Homens de todos os tempos futuros deviam ver o Deus do Céu, como um Governador
imparcial, não justificando de maneira alguma o pecado. Mas poucos se
compenetram da excessiva malignidade do pecado. Lisonjeiam-se alguns homens de
que Deus é bom demais para punir o transgressor. Mas, à luz da história
bíblica, é evidente que a bondade de Deus e Seu amor O obrigam a tratar o
pecado como um mal fatal à paz e felicidade do Universo.
Nem mesmo a
integridade e fidelidade de Moisés podiam desviar a retribuição à sua falta.

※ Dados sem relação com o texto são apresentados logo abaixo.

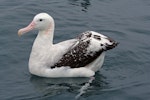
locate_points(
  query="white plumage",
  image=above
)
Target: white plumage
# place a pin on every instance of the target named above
(79, 57)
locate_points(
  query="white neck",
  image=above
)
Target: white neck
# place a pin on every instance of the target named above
(45, 37)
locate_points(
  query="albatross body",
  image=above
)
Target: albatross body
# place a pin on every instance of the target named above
(78, 57)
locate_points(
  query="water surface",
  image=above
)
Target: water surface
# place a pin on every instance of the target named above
(124, 75)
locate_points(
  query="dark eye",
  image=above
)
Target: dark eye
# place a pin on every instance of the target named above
(40, 20)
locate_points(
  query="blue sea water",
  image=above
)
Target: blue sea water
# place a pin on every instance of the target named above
(126, 70)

Deus perdoara ao povo maiores transgressões, mas não podia tratar com o pecado
nos dirigentes do mesmo modo que naqueles que eram dirigidos. Honrara a Moisés
mais do que a todos os outros homens na Terra. Revelara-lhe a Sua glória, e por
meio dele comunicara Seus estatutos a Israel. O fato de que Moisés possuíra tão
grande luz e saber, tornara mais grave seu pecado. A fidelidade passada não
expiará um mau ato sequer. Quanto maior a luz e os privilégios concedidos ao
homem, maior é sua responsabilidade, mais grave a sua falta, mais severo o seu
castigo.
Conforme o
juízo dos homens, Moisés não era culpado de um grande crime; seu pecado foi
desses que ocorrem usualmente. O salmista diz que ele “falou imprudentemente
com seus lábios”. Salmos 106:33. Perante o juízo humano isto pode parecer coisa
leve; mas, se Deus tratou tão severamente com este pecado em Seu servo mais
fiel e honrado, não o desculpará em outros. O espírito de exaltação própria, a
disposição para censurar os irmãos, são desagradáveis a Deus. Os que
condescendem com a prática destes males lançam dúvida sobre a obra de Deus, e
dão aos céticos uma desculpa para a sua incredulidade. Quanto mais importante é
a posição de alguém, e maior sua influência, maior é a necessidade de que
cultive a paciência e a humildade.
Se os filhos
de Deus, especialmente os que ocupam posições de responsabilidade, puderem ser
levados a tomar para si a glória que é devida a Deus, Satanás exultará. Terá
alcançado uma vitória. Foi assim que ele caiu. Nesse ponto alcança ele mais
êxito do que em outro qualquer, ao tentar outros à ruína. É para pôr-nos de
sobreaviso contra seus ardis que Deus deu em Sua Palavra tantas lições que
ensinam o perigo da exaltação própria. Não há um impulso de nossa natureza, nem
uma faculdade do espírito ou inclinação do coração, que não necessite achar-se
a todo o instante sob a direção do Espírito de Deus. Não há uma bênção que Deus
confira ao homem, nem uma provação que permita recair sobre ele, de que Satanás
não possa e não queira prevalecer-se para tentar, perturbar e destruir a alma,
se lhe dermos a menor vantagem. Portanto, por maior que seja a luz espiritual
de alguém, por mais que obtenha do favor e bênção de Deus, deve andar sempre
humildemente perante o Senhor, rogando pela fé que Deus lhe dirija todo o
pensamento e domine todo impulso.
Todos os que
professam piedade estão sob a mais sagrada obrigação de guardar o espírito, e
exercitar o domínio próprio sob a maior provocação. Os encargos colocados sobre
Moisés eram muito grandes; poucos homens serão tão severamente provados como
ele foi; contudo, isto não lhe permitiria desculpar o pecado. Deus fez amplas
provisões para Seu povo; e, se depositarem confiança em Sua força, jamais se
tornarão o joguete das circunstâncias. A tentação mais forte não pode desculpar
o pecado. Por maior que seja a pressão exercida sobre a alma, a transgressão é
o nosso próprio ato. Não está no poder da Terra nem do inferno compelir alguém
a fazer o mal. Satanás ataca-nos em nossos pontos fracos, mas não é o caso de
sermos vencidos. Por mais severo ou inesperado que seja o ataque, Deus nos
proveu auxílio e em Sua força podemos vencer.